Allen Freeman of Mesa has lived in the Valley his entire life and said he's noticed it getting warmer over the last few decades.
State climatologist Dr. Nancy Selover said Arizona has to rethink the materials we use to build because if it keeps going at this pace, it could strain its resources.
PHOENIX (CBS5) -
If you think the summers feel longer and hotter, you may not be far off. A new report shows Arizona's temperatures are climbing faster than any other state.
"You think you get used to it but the older you get, the harder it is on your body," said the owner of the Orange Patch in Mesa, Allen Freeman.
Freeman spends a lot of time outside.
"You start early in the morning and you're out here all day," he said.
He's lived here his entire life and said he's noticed it getting warmer over the last few decades.
"We would spend about 15 nights out of the winter fighting frost and now maybe every 5 years I have to worry about frost," Freeman said.
It's not his imagination.
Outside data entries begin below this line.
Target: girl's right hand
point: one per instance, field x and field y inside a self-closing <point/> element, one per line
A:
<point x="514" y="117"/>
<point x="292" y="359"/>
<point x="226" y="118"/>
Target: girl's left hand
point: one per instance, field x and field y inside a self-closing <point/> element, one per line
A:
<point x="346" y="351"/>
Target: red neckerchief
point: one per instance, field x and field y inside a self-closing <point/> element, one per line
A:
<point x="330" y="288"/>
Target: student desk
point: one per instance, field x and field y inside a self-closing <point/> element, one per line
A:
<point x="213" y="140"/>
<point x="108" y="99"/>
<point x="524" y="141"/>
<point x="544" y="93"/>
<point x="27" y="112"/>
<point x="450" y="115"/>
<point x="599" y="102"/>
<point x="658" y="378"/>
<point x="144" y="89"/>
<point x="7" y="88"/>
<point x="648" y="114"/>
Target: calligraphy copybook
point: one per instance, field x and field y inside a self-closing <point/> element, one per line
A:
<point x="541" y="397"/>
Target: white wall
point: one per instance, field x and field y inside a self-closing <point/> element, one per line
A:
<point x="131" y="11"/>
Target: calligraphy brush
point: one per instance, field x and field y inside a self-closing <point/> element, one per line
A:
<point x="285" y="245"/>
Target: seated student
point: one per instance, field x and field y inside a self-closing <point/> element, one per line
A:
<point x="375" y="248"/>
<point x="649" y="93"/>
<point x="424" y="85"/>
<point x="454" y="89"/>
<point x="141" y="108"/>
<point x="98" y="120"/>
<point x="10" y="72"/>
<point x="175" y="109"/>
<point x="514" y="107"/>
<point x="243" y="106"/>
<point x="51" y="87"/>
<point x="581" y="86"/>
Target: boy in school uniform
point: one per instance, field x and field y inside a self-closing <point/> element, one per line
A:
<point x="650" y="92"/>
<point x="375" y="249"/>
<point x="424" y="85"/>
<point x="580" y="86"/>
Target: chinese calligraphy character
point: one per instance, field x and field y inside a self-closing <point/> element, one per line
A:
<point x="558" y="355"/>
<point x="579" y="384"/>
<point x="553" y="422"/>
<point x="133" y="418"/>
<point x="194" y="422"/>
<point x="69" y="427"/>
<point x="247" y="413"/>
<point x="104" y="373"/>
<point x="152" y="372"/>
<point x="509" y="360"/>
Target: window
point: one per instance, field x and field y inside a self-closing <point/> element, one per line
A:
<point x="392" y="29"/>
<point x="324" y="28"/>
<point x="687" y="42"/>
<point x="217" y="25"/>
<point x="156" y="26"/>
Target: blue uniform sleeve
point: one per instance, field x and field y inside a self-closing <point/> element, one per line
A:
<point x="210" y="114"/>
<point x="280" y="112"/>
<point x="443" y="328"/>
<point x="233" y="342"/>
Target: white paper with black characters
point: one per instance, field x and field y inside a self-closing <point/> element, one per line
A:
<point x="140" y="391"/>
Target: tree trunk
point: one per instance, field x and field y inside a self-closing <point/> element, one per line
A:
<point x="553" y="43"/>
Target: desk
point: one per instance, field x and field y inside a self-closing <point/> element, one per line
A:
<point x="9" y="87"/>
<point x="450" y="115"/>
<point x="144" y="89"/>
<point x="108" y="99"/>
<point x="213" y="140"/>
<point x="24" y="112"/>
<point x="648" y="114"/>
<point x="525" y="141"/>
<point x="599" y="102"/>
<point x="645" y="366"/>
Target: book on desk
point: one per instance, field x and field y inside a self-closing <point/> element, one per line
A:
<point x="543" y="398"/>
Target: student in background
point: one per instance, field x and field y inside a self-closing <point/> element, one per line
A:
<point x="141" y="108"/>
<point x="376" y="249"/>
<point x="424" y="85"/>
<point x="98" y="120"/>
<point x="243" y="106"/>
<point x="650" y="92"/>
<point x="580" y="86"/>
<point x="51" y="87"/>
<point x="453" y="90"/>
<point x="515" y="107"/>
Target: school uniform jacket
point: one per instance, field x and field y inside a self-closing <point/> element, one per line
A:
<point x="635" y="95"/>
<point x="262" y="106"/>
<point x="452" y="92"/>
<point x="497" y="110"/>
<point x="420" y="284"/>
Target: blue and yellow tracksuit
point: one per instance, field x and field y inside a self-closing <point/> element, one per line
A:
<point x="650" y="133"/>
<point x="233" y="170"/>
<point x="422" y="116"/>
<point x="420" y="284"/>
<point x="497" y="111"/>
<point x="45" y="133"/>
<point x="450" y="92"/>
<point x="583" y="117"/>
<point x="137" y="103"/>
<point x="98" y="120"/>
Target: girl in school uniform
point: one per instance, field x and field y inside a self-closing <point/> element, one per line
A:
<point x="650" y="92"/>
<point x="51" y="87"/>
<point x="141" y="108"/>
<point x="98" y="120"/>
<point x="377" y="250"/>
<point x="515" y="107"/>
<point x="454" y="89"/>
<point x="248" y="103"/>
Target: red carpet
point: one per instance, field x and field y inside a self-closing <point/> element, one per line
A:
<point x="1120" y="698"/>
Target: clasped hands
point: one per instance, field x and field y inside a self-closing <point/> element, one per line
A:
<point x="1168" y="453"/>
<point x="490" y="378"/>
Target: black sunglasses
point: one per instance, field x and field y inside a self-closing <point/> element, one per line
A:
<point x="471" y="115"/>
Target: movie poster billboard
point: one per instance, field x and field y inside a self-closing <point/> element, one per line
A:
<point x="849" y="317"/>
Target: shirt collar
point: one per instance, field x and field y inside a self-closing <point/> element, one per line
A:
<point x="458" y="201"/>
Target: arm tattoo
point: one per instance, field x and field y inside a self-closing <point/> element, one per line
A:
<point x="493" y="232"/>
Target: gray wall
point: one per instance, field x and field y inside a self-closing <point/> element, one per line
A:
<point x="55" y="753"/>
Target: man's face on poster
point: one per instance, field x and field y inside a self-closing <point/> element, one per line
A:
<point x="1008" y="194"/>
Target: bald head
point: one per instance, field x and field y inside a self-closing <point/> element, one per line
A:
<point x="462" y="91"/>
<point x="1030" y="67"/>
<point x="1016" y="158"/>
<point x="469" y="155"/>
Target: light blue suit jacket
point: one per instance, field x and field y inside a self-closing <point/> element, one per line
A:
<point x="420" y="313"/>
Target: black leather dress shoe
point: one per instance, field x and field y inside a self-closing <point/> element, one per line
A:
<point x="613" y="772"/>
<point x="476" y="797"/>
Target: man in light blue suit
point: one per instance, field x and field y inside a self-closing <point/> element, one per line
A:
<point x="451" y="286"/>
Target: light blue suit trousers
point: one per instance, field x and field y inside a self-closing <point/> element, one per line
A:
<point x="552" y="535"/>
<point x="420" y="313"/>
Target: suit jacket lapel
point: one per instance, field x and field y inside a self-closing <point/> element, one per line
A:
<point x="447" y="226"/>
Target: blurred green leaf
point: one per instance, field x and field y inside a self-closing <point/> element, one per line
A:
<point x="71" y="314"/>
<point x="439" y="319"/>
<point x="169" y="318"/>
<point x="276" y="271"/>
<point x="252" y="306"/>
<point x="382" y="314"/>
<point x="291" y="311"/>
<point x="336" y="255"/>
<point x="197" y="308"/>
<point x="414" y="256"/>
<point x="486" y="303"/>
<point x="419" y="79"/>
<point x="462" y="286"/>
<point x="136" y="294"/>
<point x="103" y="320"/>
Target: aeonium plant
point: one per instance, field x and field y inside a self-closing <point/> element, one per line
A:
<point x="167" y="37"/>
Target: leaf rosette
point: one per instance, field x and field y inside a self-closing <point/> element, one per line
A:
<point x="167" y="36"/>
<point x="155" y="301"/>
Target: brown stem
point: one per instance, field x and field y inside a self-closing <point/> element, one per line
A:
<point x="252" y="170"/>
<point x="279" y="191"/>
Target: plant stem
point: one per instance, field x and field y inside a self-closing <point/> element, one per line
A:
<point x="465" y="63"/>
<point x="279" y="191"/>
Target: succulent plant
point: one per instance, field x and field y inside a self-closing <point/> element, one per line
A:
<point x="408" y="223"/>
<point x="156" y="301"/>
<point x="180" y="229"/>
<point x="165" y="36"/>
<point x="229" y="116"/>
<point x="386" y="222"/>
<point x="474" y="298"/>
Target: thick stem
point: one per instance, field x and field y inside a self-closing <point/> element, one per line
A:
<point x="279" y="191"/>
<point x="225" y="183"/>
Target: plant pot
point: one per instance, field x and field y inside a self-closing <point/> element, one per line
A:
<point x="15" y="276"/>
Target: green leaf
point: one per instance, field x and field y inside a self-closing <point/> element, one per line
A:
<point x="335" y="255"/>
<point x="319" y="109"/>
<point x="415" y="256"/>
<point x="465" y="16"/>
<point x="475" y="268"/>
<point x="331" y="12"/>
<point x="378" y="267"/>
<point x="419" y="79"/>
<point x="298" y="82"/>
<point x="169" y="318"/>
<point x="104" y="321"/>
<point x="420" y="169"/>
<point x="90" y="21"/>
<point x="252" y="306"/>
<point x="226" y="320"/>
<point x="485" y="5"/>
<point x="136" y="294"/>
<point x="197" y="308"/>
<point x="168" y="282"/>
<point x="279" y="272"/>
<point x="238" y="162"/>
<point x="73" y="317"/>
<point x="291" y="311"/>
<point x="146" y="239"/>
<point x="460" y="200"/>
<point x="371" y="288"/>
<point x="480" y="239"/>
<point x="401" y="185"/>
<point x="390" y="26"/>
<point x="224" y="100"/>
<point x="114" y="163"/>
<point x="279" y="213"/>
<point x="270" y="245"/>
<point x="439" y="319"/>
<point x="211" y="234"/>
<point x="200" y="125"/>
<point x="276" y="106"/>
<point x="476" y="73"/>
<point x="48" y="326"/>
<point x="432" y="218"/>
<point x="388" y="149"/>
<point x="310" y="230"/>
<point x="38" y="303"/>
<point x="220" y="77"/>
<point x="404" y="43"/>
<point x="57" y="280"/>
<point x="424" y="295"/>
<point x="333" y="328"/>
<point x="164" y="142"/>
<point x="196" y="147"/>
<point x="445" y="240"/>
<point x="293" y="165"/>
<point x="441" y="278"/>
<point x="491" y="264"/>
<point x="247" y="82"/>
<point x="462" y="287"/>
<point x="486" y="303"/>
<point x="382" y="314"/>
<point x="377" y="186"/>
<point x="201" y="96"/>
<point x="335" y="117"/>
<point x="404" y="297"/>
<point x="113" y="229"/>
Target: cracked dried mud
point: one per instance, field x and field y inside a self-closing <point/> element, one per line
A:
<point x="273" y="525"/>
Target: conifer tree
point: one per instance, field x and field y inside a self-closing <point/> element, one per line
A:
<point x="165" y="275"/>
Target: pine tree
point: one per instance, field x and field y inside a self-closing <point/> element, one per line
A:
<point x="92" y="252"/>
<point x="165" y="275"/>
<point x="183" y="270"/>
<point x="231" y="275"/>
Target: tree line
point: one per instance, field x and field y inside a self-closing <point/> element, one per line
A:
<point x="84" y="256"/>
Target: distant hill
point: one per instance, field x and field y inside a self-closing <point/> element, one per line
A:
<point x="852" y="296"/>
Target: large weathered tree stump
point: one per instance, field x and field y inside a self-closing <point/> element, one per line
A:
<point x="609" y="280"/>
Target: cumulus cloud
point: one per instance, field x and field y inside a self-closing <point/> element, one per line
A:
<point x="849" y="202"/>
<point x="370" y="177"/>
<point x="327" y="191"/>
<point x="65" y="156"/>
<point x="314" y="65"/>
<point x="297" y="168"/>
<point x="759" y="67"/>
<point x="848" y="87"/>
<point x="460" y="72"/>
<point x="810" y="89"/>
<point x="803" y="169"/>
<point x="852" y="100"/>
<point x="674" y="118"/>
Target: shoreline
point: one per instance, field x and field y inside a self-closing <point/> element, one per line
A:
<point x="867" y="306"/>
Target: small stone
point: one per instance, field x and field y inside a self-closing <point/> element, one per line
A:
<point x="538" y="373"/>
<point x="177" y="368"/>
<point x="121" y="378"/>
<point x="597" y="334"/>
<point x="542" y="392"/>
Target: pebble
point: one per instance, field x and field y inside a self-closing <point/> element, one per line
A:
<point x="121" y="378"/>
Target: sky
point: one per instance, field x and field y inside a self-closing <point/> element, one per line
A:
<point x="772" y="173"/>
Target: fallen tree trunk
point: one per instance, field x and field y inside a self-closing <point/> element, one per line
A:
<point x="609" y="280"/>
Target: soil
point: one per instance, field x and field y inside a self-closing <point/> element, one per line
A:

A new report from Climate Central said since 1970, Arizona has been the fastest-warming state with our temperatures increasing by about .6 degrees each decade. Since 1912, we've been the fourth fastest-warming state.
One of the reasons we're getting hotter is because we've taken agricultural land and turned it into urban and suburban land using materials like concrete and asphalt that typically absorb heat.
"We also have the canyon effect, if you have buildings and the narrow areas between the buildings, the heat kind of bounces around at night," said Dr. Nancy Selover, our state's climatologist.
She said Arizona has to rethink the materials we use to build because if it keeps going at this pace, it could strain its resources.
We asked her why it stays so warm at night, too, and she said materials like asphalt and concrete hold in heat and the night is just not long enough for them to cool down.